April 15, 2012

octodecagon madness

 About a year ago I started making little color wheel quilts as color mixing references for myself. I made two little ones using different sets of primaries. The one one the left was muted primaries, the one on the right was bright primaries. I liked the muted one better so started piecing it first. It doesn't lie flat. For the second one, I decided to try bias binding because I had never done it before. It still needs to be finished. They turned out to not be that helpful, but I learned a lot making them.





 Then I decided that what I really needed was a giant color wheel quilt. So I drew the plans for an 80" diameter do-decagon (12 sided) color wheel with eight steps from light to dark in each color. I also figured out the dye recipes and then it sat in my graph paper pad for months. In January I got an intern and it was the perfect time to dust of the do-decagon plans. While I was too busy to work on it, Aaron had plenty of internship hours to fill and already knew how to dye using my method because he was in my surface design class at KCAI last semester. Yay for interns! So, he started dyeing the fabric and somewhere along the way we decided twelve sections wasn't really enough. It should really have 18 sections. That's 144 colors. If Aaron hadn't been around, this quilt would probably still exist only in my head and my graph paper pad. I am super excited that it exists in real life, and so is my cat, Owen.

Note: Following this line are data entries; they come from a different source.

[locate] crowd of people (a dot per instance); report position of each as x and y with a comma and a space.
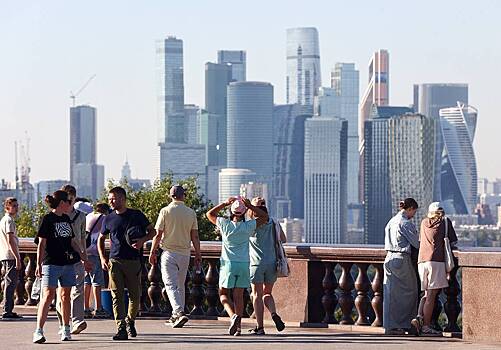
71, 258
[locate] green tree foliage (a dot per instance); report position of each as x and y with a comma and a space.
151, 200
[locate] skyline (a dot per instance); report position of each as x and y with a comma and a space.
49, 57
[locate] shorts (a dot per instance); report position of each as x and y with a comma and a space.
432, 275
52, 274
234, 275
96, 276
263, 273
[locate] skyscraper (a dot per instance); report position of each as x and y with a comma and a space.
288, 160
399, 162
303, 65
85, 174
250, 128
237, 60
428, 100
459, 167
325, 171
170, 85
345, 82
377, 93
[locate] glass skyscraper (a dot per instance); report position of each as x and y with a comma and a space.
459, 166
428, 100
237, 60
170, 86
303, 65
325, 172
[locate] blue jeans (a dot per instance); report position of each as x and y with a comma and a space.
52, 274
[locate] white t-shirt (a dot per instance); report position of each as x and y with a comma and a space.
7, 227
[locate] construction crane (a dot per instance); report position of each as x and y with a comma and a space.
74, 96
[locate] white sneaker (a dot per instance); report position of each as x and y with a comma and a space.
66, 334
38, 337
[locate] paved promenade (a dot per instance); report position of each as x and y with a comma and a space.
198, 334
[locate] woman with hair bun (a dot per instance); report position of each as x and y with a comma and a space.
57, 252
400, 283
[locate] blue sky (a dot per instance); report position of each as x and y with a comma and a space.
51, 47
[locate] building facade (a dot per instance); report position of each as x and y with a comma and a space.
325, 176
303, 65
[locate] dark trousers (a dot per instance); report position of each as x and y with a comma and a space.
10, 284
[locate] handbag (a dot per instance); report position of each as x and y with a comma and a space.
283, 269
449, 256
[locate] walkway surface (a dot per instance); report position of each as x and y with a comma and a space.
202, 334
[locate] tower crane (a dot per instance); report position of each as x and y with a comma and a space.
74, 96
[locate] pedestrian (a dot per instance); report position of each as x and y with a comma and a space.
57, 253
263, 269
400, 283
128, 229
9, 255
94, 279
77, 219
432, 272
177, 229
234, 270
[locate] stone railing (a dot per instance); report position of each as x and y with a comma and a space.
327, 285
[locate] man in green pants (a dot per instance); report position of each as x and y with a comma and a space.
129, 229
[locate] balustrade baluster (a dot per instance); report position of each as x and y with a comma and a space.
346, 285
362, 301
329, 299
212, 292
30, 278
377, 299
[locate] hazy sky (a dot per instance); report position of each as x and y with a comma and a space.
51, 47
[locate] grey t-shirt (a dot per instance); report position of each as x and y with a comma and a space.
262, 245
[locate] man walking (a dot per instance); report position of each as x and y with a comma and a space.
128, 229
176, 229
9, 255
78, 224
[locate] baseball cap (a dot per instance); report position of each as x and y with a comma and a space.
238, 207
177, 191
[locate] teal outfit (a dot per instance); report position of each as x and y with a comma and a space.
234, 270
263, 260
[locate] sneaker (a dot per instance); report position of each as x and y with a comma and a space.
11, 316
257, 331
79, 327
180, 320
121, 334
234, 322
417, 323
428, 331
38, 337
66, 334
131, 328
278, 322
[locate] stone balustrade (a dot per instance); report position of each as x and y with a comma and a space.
327, 285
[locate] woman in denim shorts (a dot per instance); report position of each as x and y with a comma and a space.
234, 271
57, 253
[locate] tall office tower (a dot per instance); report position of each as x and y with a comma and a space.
399, 162
288, 160
325, 172
428, 100
238, 61
85, 174
170, 85
191, 131
377, 93
217, 78
459, 167
303, 65
345, 82
250, 128
230, 181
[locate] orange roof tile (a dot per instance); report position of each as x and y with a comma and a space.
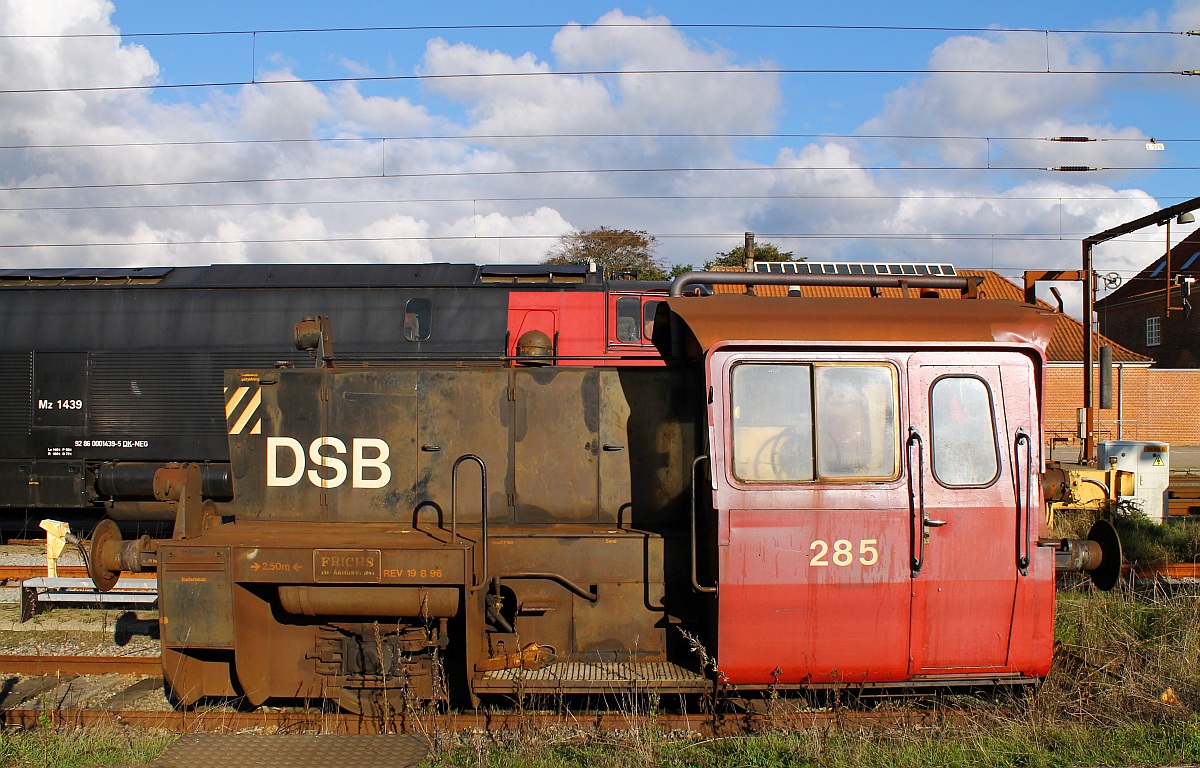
1066, 345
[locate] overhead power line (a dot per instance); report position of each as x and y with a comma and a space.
485, 238
553, 172
459, 76
646, 24
564, 198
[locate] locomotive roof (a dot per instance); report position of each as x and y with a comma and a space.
731, 317
301, 275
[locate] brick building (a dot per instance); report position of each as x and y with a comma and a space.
1135, 315
1149, 403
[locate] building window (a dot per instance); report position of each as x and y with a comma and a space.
1153, 331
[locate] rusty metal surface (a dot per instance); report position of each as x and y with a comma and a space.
714, 319
21, 573
81, 665
303, 750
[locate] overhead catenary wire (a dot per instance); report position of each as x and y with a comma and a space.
550, 172
636, 25
543, 137
550, 237
457, 76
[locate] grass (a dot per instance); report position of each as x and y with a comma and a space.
1125, 690
79, 748
981, 744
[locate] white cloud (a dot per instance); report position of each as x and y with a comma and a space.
437, 199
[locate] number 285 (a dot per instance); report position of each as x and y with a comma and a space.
843, 552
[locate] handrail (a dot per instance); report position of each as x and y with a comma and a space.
916, 502
558, 579
483, 519
695, 582
1023, 556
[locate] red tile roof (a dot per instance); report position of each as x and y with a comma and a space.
1066, 345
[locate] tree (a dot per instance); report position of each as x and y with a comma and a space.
762, 252
615, 250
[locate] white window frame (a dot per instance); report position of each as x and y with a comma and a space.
1153, 331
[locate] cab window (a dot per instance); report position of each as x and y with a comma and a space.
798, 423
963, 435
648, 310
418, 319
629, 319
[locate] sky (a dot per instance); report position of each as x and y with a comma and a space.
141, 132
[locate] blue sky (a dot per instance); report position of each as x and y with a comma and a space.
931, 149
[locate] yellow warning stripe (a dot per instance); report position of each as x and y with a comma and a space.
249, 413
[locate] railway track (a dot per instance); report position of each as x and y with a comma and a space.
29, 702
318, 721
79, 665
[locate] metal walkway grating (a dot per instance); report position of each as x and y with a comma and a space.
597, 676
252, 750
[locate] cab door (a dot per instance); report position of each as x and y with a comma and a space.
970, 449
813, 517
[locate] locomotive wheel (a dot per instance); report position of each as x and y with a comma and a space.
372, 702
1107, 576
106, 532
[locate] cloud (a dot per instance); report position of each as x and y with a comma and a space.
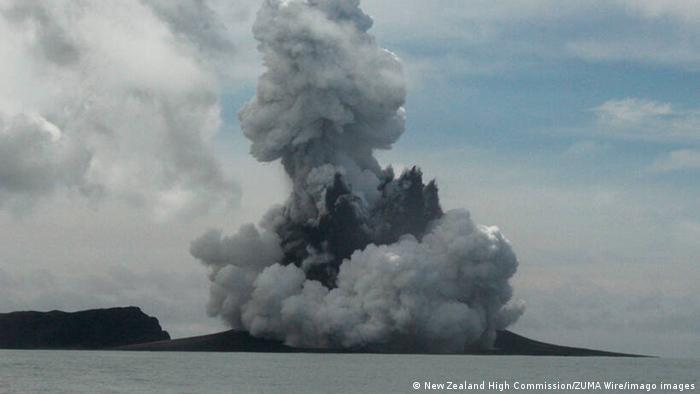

The quilt after quilting, before trimming and binding. Owen is helping.
The finished quilt with invisible binding. Isn't it like magic?
It really is like magic. Or science. Or something. This quilt was made using my three favorite custom primary colors (red, yellow, and blue). So the gradation happens not only from dark to light but from color to color. There is one big mistake in this quilt (and a couple of little mistakes) and that is the red dye was not consistent. Aaron and I lost track of which red we were using to mix our custom red and some of the oranges and purples came out not right. But I kind of don't care. The next one will be closer to perfect and will have 24 sections. It will be more like magic than this one.

April 12, 2012

New Website!!

My new website is officially up! A very talented graphic design student at the Kansas City Art Institute, Taylor Pruitt, designed it for me. She did an amazing job! She also designed me a new etsy banner, new look to this blog, and some other great stuff like business cards, letterhead, etc.
Below is a screen shot of the website, or you can visit it yourself at kimemquilts.com.

And here is a sneak peek of one of the things I have been working on the past few months (it's a hand-dyed octo-decahedron color wheel quilt) :

It will be finished soon and then off to Plug Projects in the West Bottoms for a color show that opens on May 18.